To begin, let's take a look at a few websites. A cursory check of the top 500 websites shows that they contain dozens of useless tags that neither add value to end-users nor to browsers tasked with rendering them.  A case in point is the Engadget website, which can be inspected by right-clicking on the site's homepage and selecting View Source from the resultant context menu.  Doing so reveals a multitude of tags that can be safely deleted without negatively impacting the website.  Tags such as the keywords, favicons, pragma, comment, Twitter (yes, I'll explain shortly) and numerous other white-space characters can all be safely deleted.  Don't believe me?  Let's take a closer look at each of the aforementioned tags.

The keywords tag

The keywords meta tag was once an important signal for search engines in determining the contents of a webpage; they used it in their ranking and classification algorithms.  Over time, however, websites started to abuse the keywords tag by stuffing it with irrelevant content so as to improve their SEO.  As a consequence, search engines like Google, Bing, and Yahoo stopped using the tag.  So why are some websites still using it?  The short answer is habit; that is to say, marketers and developers (and to a large extent Content Management Systems) continue to include it as a matter of course -- either automatically or as part of a routine or policy.  The long answer is that there's still a lack of knowledge about the tag's depreciation -- and about SEO best practices in general -- within the online marketing community.  So even though it's been almost a decade since search engines first announced that they'd stop using the tag, many websites still continue to use it to this day.

The favicon tags

Unlike the keywords tag, the favicon meta tag is still useful; it's the small image (typically 16x16 in size) that shows up in the upper left-hand corner of a browser's tab/window for a specific website.  To indicate to the browser which favicon it should show, many websites use a link tag -- or several link tags, for that matter -- as is the case with the Engadget website.  However, few websites realize (or more appropriately, their marketers and developers) that the link tag isn't necessary for displaying a favicon.  That's because a browser will automatically check for a favicon at the website's root; in fact, not having it there can lead to artificially slow page load times and unnecessary 404 entries in a server's log file if it is nonexistent.  Even on Apple devices, the apple-touch-icon-precomposed.png and apple-touch-icon.png icons are retrieved from the website's root by default, according to Wikipedia.  So, when is using a link tag actually necessary for serving a favicon?  The answer is whenever the favicon needs to change (a consequence of aggressive caching of the previous favicon on the part of browsers) or whenever multiple favicon sizes are preferred.  Ironically, for most websites neither of the two aforementioned cases apply; that's because it's extremely rare that a website's favicon changes (it typically happens after a re-branding), and there's little evidence that end-users tend to save a website to their phone's Home screen (as opposed to just bookmarking the website or better still downloading its App) to warrant using multiple favicon sizes.  Barring a lack of access to a website's server, I'd recommend avoiding the favicon and so-called "touch" icons altogether.

The Twitter tags

Wait, wait, wait... Let me explain!  I have nothing against Twitter's meta tags; it's just that they're often used in conjunction with Facebook's OpenGraph meta tags (and that makes total sense, as they're both very popular social networks), but doing so creates a lot of redundancy.  If you read Twitter's documentation (something that marketers and developers rarely do), it clearly states that there are specific "OpenGraph fallback behavior for each Twitter tag".  That is to say, in the absent of the twitter:card meta tag, the OpenGraph og:type tag will be used.  The same is true for the twitter:description meta tag, which fallback to using the OpenGraph og:description tag.  And then there's the twitter:title and twitter:image meta tags, both of which fallback to using the og:title and og:image tags, respectively.  In fact, "if an og:type, og:title and og:description exist in the markup but twitter:card is absent, then a summary card may [still] be rendered", according to Twitter.  So as it turns out, you can indeed kill two birds with one stone; or, meta tag in this case, by relying on Facebook's OpenGraph meta tags as substitutes for Twitter's.

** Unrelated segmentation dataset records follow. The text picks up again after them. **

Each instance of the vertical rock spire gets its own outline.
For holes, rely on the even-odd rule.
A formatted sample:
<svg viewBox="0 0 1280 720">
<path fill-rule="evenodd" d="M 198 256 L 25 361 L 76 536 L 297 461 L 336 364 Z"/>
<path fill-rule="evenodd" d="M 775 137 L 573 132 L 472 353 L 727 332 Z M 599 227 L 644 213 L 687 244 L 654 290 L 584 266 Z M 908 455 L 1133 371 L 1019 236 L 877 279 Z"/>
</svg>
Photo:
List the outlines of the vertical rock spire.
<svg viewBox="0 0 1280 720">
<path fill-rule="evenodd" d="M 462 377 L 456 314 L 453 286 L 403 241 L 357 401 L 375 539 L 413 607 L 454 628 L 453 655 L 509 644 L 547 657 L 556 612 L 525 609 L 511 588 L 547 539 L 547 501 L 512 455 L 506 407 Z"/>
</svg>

The pragma, expires, and cache-control tags

Instead of being hard-coded in HTML, the pragma, expires, and cache-control meta tags should instead be specified as headers on the server-side -- typically as part of the HTTP response object (the exception being for websites without direct server access).  Then again, if a website is so concerned with the caching of its contents, I think it should invest in a dedicated server in order to properly manage said caching.  But I digress.  Let's hear what Microsoft has to say about the aforementioned tags.  According to Microsoft, the "Pragma: No-cache" tag might not even prevent a webpage from being cached, at least not in Internet Explorer; and then there's the MDN web docs, which states that the pragma tag is not a reliable replacement for the general purpose cache-control tag.  Even the expires tag can be ignored if there's a cache-control header with the "max-age" or "s-max-age" directive in the response, says MDN.  So if the pragma and expires tags are useless, why are websites like Engadget using them?  I suspect that this is again due to habit, and to both marketers and developers not being fully informed about this information.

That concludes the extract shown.